Vacancy Rate (Taxa de Vacância)
The vacancy rate measures the share of units or leasable area that remain unoccupied relative to the total available in a property, development, or portfolio, over a reference period. It is expressed as a percentage and calculated as: vacancy (%)…
Explanation
The vacancy rate measures the share of units or leasable area that remain unoccupied relative to the total available in a property, development, or portfolio, over a reference period. It is expressed as a percentage and calculated as: vacancy (%) = (vacant units / total units) × 100.
This indicator is central to real estate investment analysis because it directly affects cash flow, effective yield, and asset valuation.

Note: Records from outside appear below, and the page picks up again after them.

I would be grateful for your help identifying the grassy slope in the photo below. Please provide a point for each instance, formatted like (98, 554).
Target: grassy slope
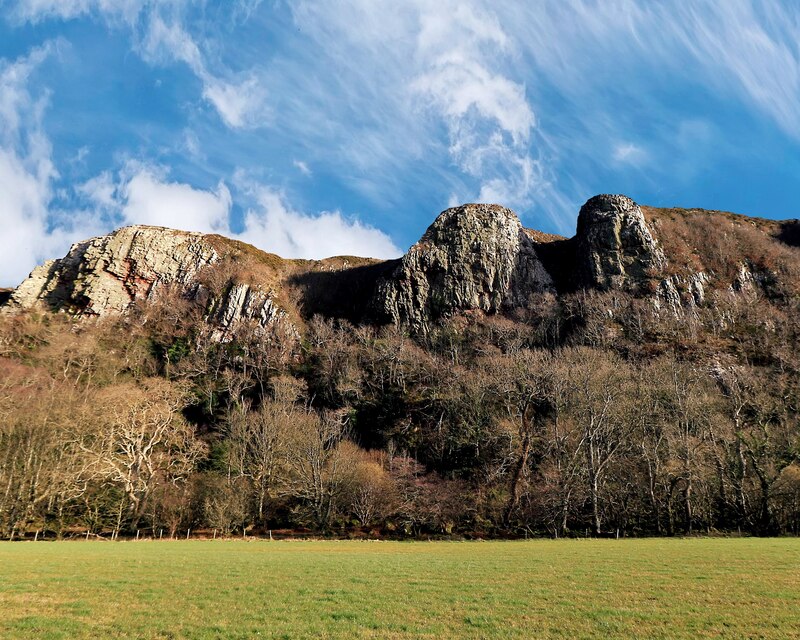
(545, 589)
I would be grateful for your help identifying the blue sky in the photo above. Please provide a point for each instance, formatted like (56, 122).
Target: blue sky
(312, 128)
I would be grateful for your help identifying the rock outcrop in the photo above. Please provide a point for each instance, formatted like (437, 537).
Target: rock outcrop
(476, 257)
(109, 273)
(615, 248)
(473, 257)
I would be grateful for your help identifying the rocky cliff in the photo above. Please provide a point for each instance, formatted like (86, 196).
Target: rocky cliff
(476, 256)
(109, 274)
(473, 258)
(615, 248)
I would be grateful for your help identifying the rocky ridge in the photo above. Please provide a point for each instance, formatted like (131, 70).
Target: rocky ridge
(109, 274)
(473, 258)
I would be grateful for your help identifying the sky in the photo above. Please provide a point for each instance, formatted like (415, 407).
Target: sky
(330, 127)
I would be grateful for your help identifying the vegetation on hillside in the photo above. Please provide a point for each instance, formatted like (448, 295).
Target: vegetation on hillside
(588, 412)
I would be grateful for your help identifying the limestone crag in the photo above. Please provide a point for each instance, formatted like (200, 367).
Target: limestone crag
(109, 273)
(242, 303)
(615, 248)
(473, 257)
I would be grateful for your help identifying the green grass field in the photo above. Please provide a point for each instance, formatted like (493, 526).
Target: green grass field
(655, 588)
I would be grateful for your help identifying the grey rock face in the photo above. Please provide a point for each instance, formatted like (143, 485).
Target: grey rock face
(615, 248)
(473, 257)
(242, 303)
(109, 273)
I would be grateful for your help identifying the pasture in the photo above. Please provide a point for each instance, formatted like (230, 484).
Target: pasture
(651, 588)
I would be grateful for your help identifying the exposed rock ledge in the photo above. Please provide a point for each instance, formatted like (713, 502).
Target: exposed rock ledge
(108, 274)
(476, 256)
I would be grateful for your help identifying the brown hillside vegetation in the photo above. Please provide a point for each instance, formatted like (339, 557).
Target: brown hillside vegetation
(647, 384)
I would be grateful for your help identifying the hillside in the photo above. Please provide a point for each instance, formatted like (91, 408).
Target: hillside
(641, 376)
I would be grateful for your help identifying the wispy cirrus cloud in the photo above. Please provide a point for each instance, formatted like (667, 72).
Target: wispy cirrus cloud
(32, 229)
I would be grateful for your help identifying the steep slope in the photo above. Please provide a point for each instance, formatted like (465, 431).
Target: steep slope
(475, 257)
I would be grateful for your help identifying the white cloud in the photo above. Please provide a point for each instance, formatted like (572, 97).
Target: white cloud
(239, 102)
(302, 167)
(629, 152)
(38, 10)
(30, 233)
(146, 197)
(273, 226)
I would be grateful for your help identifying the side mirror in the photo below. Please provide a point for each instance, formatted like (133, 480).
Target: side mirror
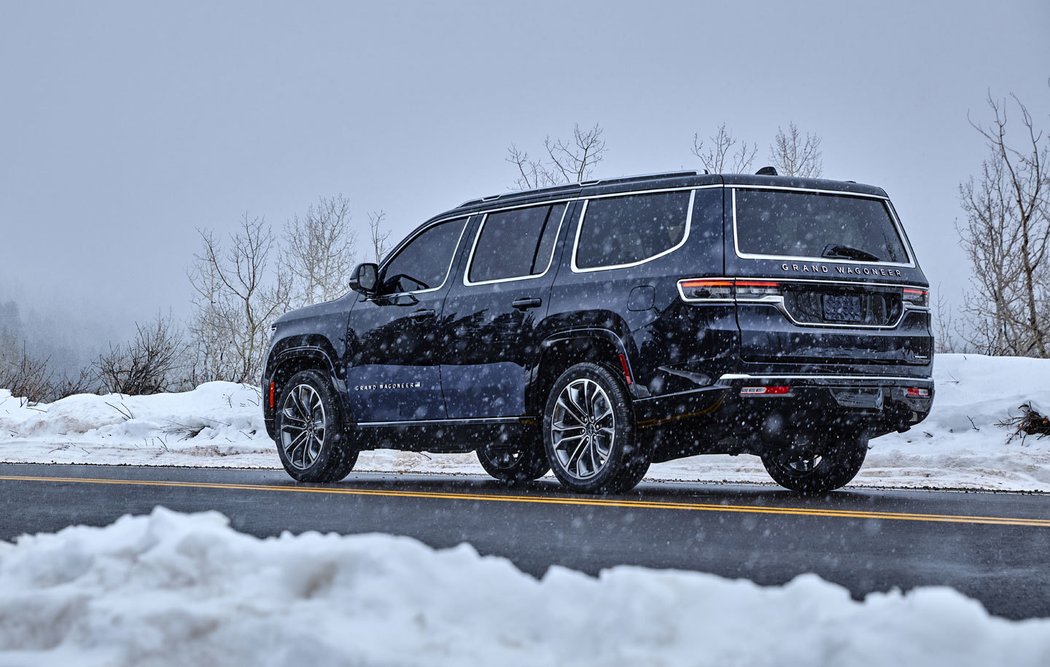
(364, 278)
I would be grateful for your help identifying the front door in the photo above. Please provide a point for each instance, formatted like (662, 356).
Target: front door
(395, 338)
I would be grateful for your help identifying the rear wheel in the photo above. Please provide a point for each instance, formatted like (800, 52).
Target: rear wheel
(588, 432)
(515, 463)
(311, 435)
(817, 464)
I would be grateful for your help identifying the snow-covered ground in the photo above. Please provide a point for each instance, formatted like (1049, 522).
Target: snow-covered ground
(187, 589)
(219, 424)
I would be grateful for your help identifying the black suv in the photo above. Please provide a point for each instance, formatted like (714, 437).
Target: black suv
(595, 328)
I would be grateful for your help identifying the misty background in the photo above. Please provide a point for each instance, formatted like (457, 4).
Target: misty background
(126, 127)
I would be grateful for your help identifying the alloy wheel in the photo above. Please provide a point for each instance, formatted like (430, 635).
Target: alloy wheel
(302, 426)
(583, 429)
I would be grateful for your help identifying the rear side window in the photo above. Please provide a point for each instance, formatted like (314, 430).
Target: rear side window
(424, 262)
(816, 226)
(515, 244)
(625, 230)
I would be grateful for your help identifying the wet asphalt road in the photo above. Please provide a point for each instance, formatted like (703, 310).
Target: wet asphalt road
(994, 547)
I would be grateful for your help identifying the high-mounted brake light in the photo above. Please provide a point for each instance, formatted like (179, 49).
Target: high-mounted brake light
(772, 390)
(916, 297)
(726, 289)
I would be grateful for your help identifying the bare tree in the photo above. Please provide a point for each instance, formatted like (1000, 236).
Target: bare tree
(794, 154)
(722, 152)
(319, 251)
(377, 234)
(236, 298)
(150, 363)
(1006, 235)
(565, 161)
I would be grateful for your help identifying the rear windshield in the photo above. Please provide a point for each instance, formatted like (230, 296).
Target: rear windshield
(819, 226)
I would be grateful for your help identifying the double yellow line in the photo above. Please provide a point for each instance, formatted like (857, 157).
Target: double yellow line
(578, 501)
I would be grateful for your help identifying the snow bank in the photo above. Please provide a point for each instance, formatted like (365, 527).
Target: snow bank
(187, 589)
(219, 423)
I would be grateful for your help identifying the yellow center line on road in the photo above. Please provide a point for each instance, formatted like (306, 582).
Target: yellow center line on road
(587, 502)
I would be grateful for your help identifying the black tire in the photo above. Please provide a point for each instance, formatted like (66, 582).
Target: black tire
(589, 436)
(311, 432)
(515, 463)
(817, 465)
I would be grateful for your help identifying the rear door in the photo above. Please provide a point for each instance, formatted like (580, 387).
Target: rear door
(495, 308)
(824, 277)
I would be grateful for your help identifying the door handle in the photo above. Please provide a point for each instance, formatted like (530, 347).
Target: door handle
(526, 303)
(422, 313)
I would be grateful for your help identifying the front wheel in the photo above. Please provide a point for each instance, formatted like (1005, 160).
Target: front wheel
(312, 440)
(817, 465)
(588, 431)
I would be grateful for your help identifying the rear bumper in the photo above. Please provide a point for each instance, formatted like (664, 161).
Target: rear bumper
(734, 411)
(872, 395)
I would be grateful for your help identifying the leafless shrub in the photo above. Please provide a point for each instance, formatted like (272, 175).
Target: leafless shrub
(794, 154)
(26, 376)
(319, 251)
(1006, 234)
(1030, 421)
(722, 152)
(85, 381)
(791, 152)
(150, 363)
(565, 161)
(237, 296)
(377, 234)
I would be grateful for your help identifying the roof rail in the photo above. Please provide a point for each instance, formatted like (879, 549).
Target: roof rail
(575, 186)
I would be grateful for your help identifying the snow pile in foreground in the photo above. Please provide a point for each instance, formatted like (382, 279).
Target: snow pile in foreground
(187, 589)
(219, 423)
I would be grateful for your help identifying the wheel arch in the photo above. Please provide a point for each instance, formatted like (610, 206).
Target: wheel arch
(285, 363)
(560, 351)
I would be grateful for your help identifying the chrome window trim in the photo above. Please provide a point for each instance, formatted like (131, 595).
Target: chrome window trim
(477, 236)
(685, 236)
(885, 200)
(397, 249)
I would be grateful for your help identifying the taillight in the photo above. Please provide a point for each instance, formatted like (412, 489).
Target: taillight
(707, 289)
(916, 297)
(726, 289)
(770, 390)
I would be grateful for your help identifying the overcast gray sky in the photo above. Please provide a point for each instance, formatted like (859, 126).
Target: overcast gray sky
(124, 126)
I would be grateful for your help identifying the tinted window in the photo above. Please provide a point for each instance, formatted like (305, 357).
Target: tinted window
(811, 225)
(425, 261)
(629, 229)
(516, 244)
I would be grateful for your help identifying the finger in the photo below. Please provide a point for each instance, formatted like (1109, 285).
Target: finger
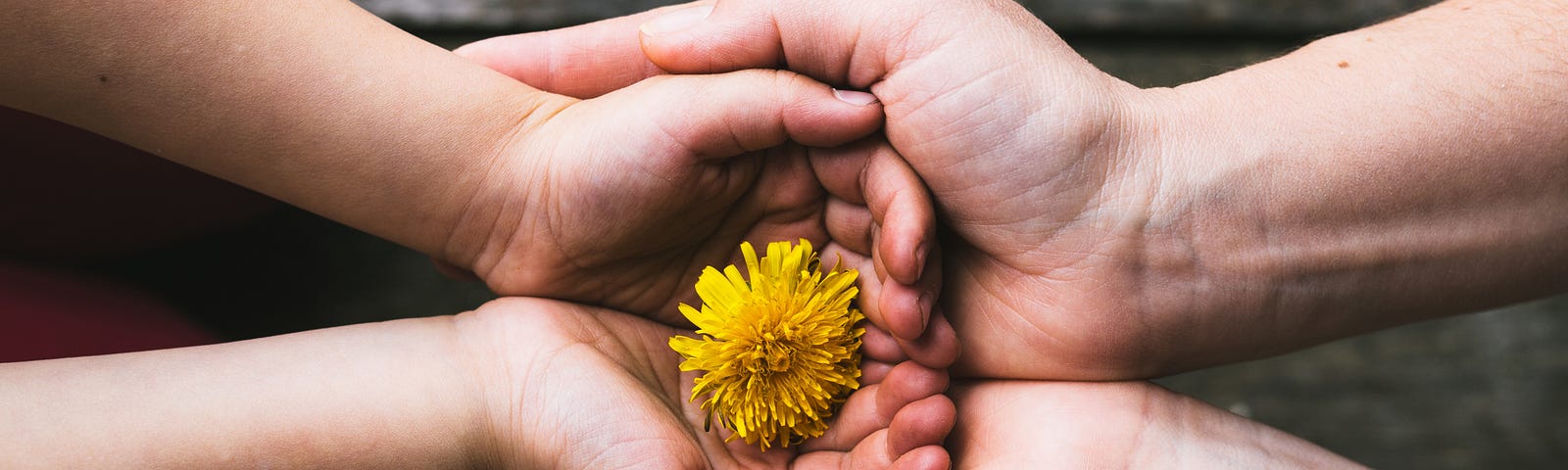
(921, 423)
(728, 115)
(870, 286)
(906, 309)
(742, 35)
(851, 224)
(880, 345)
(580, 62)
(874, 372)
(874, 174)
(902, 209)
(938, 347)
(877, 406)
(925, 458)
(454, 271)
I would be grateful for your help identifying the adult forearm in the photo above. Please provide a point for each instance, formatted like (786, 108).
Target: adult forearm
(1405, 171)
(314, 102)
(386, 396)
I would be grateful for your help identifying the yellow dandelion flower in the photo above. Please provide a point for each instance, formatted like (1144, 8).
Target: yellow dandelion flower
(781, 349)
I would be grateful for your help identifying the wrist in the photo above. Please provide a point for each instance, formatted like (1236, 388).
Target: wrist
(485, 206)
(1204, 239)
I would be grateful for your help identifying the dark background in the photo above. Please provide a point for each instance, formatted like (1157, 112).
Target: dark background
(1486, 391)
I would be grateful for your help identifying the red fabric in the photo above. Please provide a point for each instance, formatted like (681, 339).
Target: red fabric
(51, 313)
(71, 195)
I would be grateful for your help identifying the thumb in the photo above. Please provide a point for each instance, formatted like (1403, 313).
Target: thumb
(833, 41)
(718, 117)
(580, 62)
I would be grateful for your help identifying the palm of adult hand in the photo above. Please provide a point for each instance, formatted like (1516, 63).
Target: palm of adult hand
(577, 388)
(1113, 425)
(619, 201)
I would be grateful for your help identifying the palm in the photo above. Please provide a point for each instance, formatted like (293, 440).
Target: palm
(1113, 425)
(629, 224)
(1040, 219)
(577, 388)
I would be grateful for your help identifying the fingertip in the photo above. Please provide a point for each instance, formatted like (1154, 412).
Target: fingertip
(878, 345)
(938, 347)
(908, 383)
(925, 422)
(874, 372)
(906, 309)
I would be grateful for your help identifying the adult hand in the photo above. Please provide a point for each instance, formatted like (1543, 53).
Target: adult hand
(1117, 232)
(710, 164)
(1026, 148)
(1113, 425)
(579, 388)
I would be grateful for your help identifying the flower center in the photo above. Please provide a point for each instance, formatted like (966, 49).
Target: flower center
(772, 354)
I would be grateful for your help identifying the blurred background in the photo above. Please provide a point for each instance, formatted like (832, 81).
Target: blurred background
(1486, 391)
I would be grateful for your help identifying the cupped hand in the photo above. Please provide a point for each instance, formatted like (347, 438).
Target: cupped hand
(1042, 164)
(580, 388)
(623, 198)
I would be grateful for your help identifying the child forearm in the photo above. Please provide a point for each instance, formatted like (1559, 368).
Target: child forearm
(388, 396)
(318, 104)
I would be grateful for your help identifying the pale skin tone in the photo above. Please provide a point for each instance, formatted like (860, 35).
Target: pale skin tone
(618, 201)
(1113, 425)
(1405, 171)
(516, 384)
(615, 201)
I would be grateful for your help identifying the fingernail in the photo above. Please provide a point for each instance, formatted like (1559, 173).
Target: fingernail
(855, 98)
(676, 21)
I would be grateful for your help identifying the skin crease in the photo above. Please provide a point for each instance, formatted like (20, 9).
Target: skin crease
(1113, 425)
(1118, 232)
(514, 384)
(516, 182)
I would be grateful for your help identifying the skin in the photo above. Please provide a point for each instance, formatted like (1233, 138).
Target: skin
(1098, 231)
(514, 384)
(323, 106)
(1113, 425)
(616, 201)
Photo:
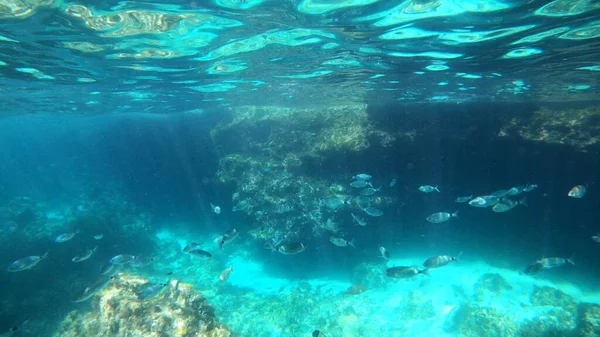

- Physical vacancy: the percentage of units that are physically unoccupied, regardless of any contracts in force.
- Financial vacancy: the percentage of potential revenue not realized due to vacant units and contractual grace periods. Under the regulatory definition applicable to Brazilian REITs (FIIs) (CVM Resolution 175/2022), default on active leases does not necessarily count as financial vacancy.
- Structural vacancy: the minimum level of vacancy inherent to the market, considered normal even in high-demand scenarios (generally between 5% and 10% in healthy markets).
- Cyclical vacancy: vacancy above the structural level, driven by economic cycles, oversupply, or a location’s decline.
- REITs (FIIs): monthly reports from Brazilian brick-and-mortar REITs (FIIs de tijolo) must disclose physical and financial vacancy per asset, as required by CVM Resolution 175/2022.
In Florianópolis, the vacancy rate varies significantly by segment. Seasonal rental properties in Jurerê Internacional show low vacancy in summer but can exceed 60% in winter, which calls for annualized revenue analysis. Corporate office space in Centro and Trindade has historically ranged between 12% and 20%.